Di akhir cerita. pengarang juga menyampaikan bagaimana kesungguhan Derry dalam mencintai dan menyayangi Mawar dengan melamarnya saat ia sedang berziarah di makam orang tuanya.

B.    Unsur Intrinsik
Adapun unsur intrinsik yang terkandung dalam cerpen diatas adalah sebagai berikut.
1.    Tema                          :  Cinta Mawar
2.    Alur/plot
Adapun tahapan-tahapan alur dalam cerpen diatas, yaitu.
a.       Tahap Perkenalan        :  terdapat pada bagian ke 1 dan 2.
b.      Tahan Permasalahan    :  terdapat pada bagian ke 3.
c.       Tahap Klimaks             : terdapat pada bagian ke 4.
d.    Tahap Penyelesaian :  terdapat pada bagian ke 5.
3.   Latar
Dalam cerpen ini terdapat beberapa latar yang digunakan, diantaranya sebagai berikut.
a.    Latar Tempat            :  sebuah rumah, kios, dan pemakaman umum di tengah kota.
b.    Latar Waktu              :  latar waktu dalam cerpen didominasi pada saat pagi hari, sore hari, dan malam hari.
      Contoh                        :  “Malam kian larut, hanya suara mesin kendaraan yang lalu-lintas di jalan raya depan rumah. Mawar terbangun. Ia pergi salat Tahajud.

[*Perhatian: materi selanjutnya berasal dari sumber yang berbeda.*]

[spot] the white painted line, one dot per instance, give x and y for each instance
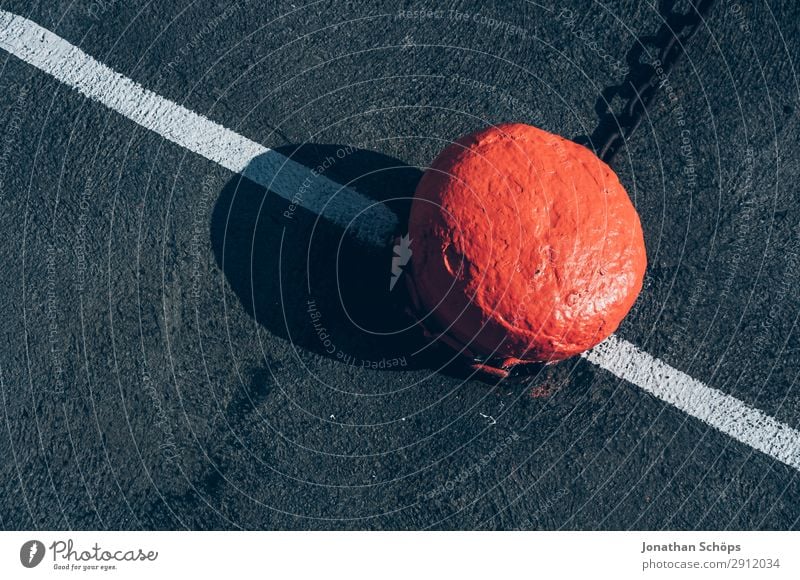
(55, 56)
(723, 412)
(67, 63)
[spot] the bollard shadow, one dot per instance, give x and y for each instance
(300, 276)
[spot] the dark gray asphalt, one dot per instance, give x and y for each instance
(160, 367)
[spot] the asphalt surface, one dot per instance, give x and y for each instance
(161, 367)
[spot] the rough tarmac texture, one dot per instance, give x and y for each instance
(162, 360)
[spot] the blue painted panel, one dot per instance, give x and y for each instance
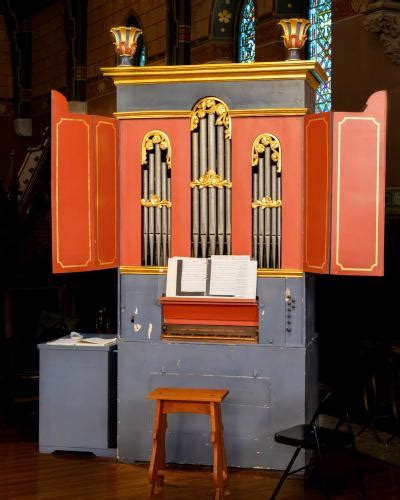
(294, 328)
(259, 406)
(237, 95)
(271, 301)
(139, 300)
(74, 398)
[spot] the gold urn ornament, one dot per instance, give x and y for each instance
(294, 35)
(126, 38)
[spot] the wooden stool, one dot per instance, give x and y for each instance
(204, 401)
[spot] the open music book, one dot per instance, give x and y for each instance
(227, 276)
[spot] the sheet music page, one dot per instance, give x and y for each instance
(186, 277)
(194, 276)
(233, 277)
(171, 277)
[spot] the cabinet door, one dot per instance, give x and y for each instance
(317, 192)
(358, 189)
(105, 166)
(84, 190)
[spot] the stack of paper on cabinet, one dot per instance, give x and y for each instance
(84, 341)
(219, 276)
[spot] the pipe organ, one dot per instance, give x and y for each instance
(228, 160)
(156, 185)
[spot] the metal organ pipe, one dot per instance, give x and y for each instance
(157, 178)
(203, 192)
(267, 201)
(211, 178)
(228, 210)
(261, 213)
(195, 194)
(145, 212)
(267, 156)
(151, 209)
(156, 213)
(220, 193)
(212, 195)
(164, 210)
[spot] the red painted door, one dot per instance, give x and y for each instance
(84, 190)
(358, 189)
(344, 190)
(317, 192)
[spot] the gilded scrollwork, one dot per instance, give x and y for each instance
(150, 140)
(266, 202)
(211, 105)
(211, 179)
(259, 146)
(155, 201)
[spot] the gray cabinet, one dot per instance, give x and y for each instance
(77, 410)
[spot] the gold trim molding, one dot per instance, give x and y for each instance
(211, 179)
(309, 71)
(266, 202)
(150, 140)
(184, 113)
(155, 201)
(210, 106)
(143, 270)
(115, 192)
(261, 273)
(89, 180)
(338, 200)
(261, 143)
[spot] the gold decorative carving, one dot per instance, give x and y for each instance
(261, 273)
(184, 113)
(266, 202)
(155, 201)
(211, 105)
(149, 141)
(211, 179)
(259, 145)
(309, 71)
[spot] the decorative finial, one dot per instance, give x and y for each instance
(125, 43)
(294, 35)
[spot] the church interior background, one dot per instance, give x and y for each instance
(62, 44)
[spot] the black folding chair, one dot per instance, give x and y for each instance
(319, 439)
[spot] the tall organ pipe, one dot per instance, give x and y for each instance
(220, 192)
(195, 194)
(268, 192)
(255, 218)
(261, 213)
(212, 195)
(151, 209)
(228, 176)
(157, 178)
(145, 216)
(164, 210)
(203, 192)
(274, 218)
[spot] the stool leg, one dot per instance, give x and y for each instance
(157, 463)
(218, 453)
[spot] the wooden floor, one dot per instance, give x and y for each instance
(27, 474)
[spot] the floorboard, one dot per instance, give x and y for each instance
(27, 474)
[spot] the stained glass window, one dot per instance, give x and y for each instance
(247, 33)
(142, 56)
(139, 59)
(320, 48)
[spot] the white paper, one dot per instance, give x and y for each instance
(233, 278)
(194, 275)
(88, 341)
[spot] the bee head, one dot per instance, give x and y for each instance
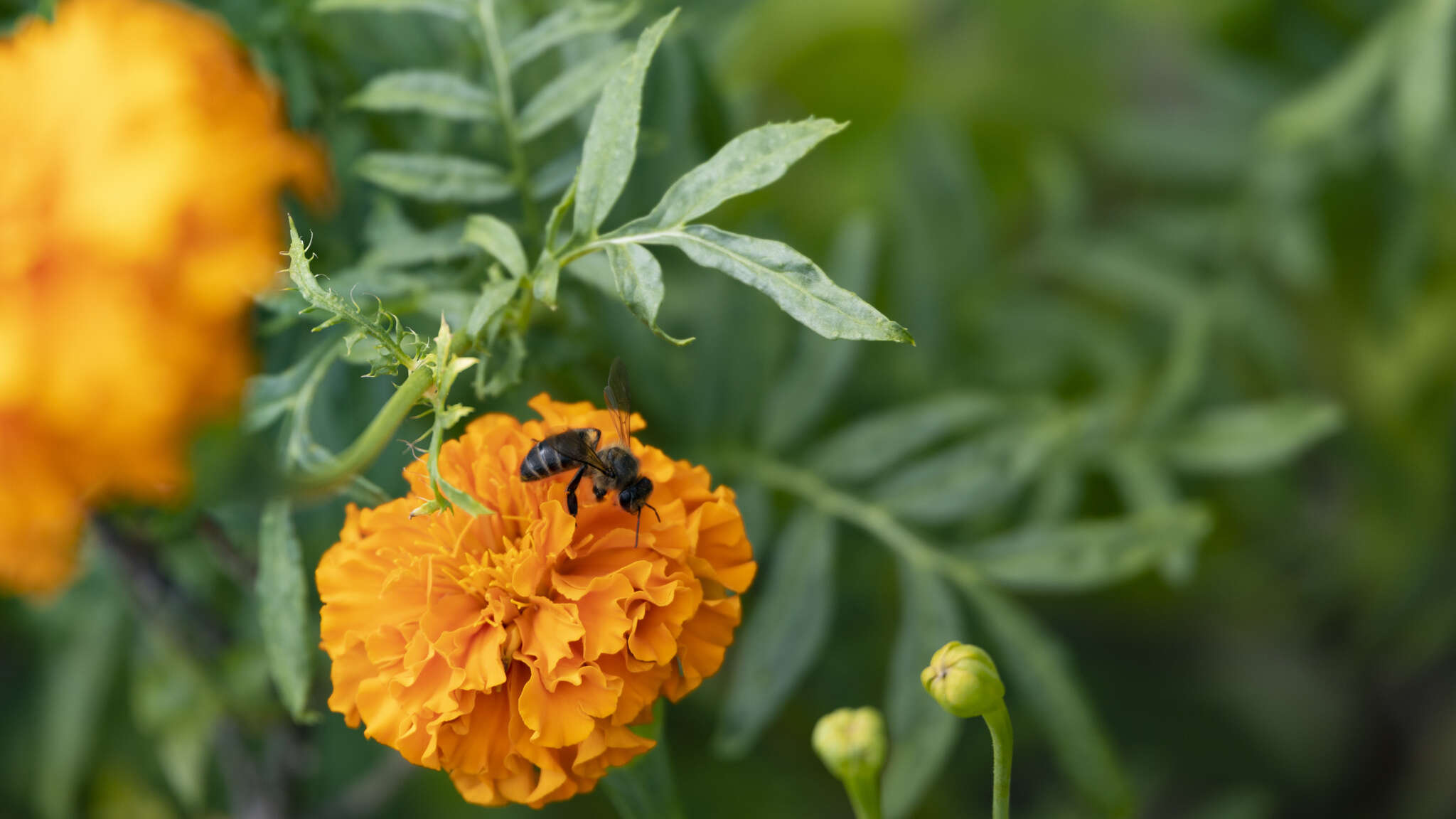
(633, 498)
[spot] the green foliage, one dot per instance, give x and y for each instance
(437, 94)
(922, 735)
(644, 788)
(800, 592)
(283, 602)
(1175, 433)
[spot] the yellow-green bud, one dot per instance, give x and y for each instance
(963, 680)
(851, 742)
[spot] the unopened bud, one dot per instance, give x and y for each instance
(963, 680)
(852, 742)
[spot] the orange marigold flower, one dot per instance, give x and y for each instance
(516, 649)
(141, 159)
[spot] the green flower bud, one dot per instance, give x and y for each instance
(963, 680)
(852, 744)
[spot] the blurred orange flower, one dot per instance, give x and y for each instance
(141, 159)
(516, 649)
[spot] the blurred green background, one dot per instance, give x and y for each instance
(1110, 219)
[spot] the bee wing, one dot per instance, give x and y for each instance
(619, 401)
(574, 448)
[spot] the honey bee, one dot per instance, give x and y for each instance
(614, 469)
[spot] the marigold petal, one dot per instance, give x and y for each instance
(516, 649)
(561, 712)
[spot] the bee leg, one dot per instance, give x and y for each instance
(571, 491)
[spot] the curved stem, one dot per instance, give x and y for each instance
(864, 796)
(999, 724)
(368, 446)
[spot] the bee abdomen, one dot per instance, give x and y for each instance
(542, 462)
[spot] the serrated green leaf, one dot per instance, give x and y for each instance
(83, 649)
(497, 240)
(596, 272)
(450, 9)
(644, 787)
(922, 735)
(569, 92)
(436, 178)
(393, 346)
(640, 284)
(1040, 680)
(1089, 556)
(808, 387)
(555, 176)
(749, 162)
(871, 446)
(494, 296)
(269, 395)
(1421, 108)
(439, 94)
(283, 608)
(564, 25)
(783, 633)
(786, 276)
(611, 148)
(1253, 436)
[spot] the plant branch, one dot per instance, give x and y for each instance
(366, 448)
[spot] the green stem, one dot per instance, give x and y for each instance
(907, 545)
(999, 724)
(864, 796)
(501, 69)
(368, 446)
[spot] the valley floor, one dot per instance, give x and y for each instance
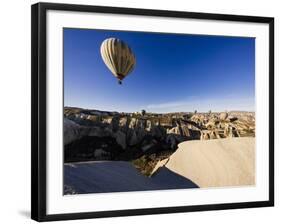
(211, 163)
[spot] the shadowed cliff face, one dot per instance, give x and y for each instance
(99, 135)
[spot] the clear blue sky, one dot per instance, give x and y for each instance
(173, 72)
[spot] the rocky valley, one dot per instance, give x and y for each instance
(144, 138)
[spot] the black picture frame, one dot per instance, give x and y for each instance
(38, 108)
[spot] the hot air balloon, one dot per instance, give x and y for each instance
(118, 57)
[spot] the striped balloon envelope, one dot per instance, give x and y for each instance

Dan teringat kejadian tadi pagi, sampai ia terlelap dalap sujudnya.”
c.    Latar Sosial                :  Latar sosial yang digunakan adalah kehidupan seorang gadis penjaga kios dengan keluarga pengusaha.
d.    Latar Ruang              :  Kamar, kios.
4.    Tokoh dan Karakter   :  -Mawar (tokoh utama/protagonis), seorang gadis solehah yang rajin, pekerja keras dan bertanggung jawab.
-Derry, (tokoh utama/protagonis), baik, tidak sombong, tidak membedakan status sosial, sungguh-sungguh.
-Ibu Maryam (tokoh tambahan/antagonis), sombong, membedakan status sosial.
-Ridwan (tokoh tambahan/tritagonis), pemalas, tidak bertanggung jawab.
-Sandra (tokoh tambahan/protagonis), baik, suka membantu.
5.    Penokohan               :  Secara dramatikal
6.    Sudut Pandang         :  Orang pertama sebagai tokoh utama
7.    Gaya Bahasa              :  Bahasa yang digunakan adalah bahasa sehari-hari yang mudah dimengerti serta digunakan beberapa majas yang menambah keindahan bahasanya.
8.    Amanat                      :  -Kita harus rajin membantu orang tua, berbakti kepada yang lebih tua, selalu mendoakan (walaupun sudah tiada).
-tidak boleh membedakan status sosial antar sesama manusia.
-bersungguh-sungguh dalam mencapai tujuan.

C.   Unsur Ekstrinsik
1.    Unsur Agamis     :  Selalu mendoakan orang tua, walaupun sudah meninggal dengan berziarah ke makamnya.
2.    Unsur Moral       :  Berbakti kepada kakak, walaupun kakaknya tidak memperdulikannya.
3.    Unsur Didaktis   :  Rajin belajar untuk mencapai cita-cita, rajin bekerja/berusaha walupun kemampuan dari segi ekonomi terbatas.
4.   Unsur Sosial        :  Tidak membedakan status sosial/harta dan kedudukan.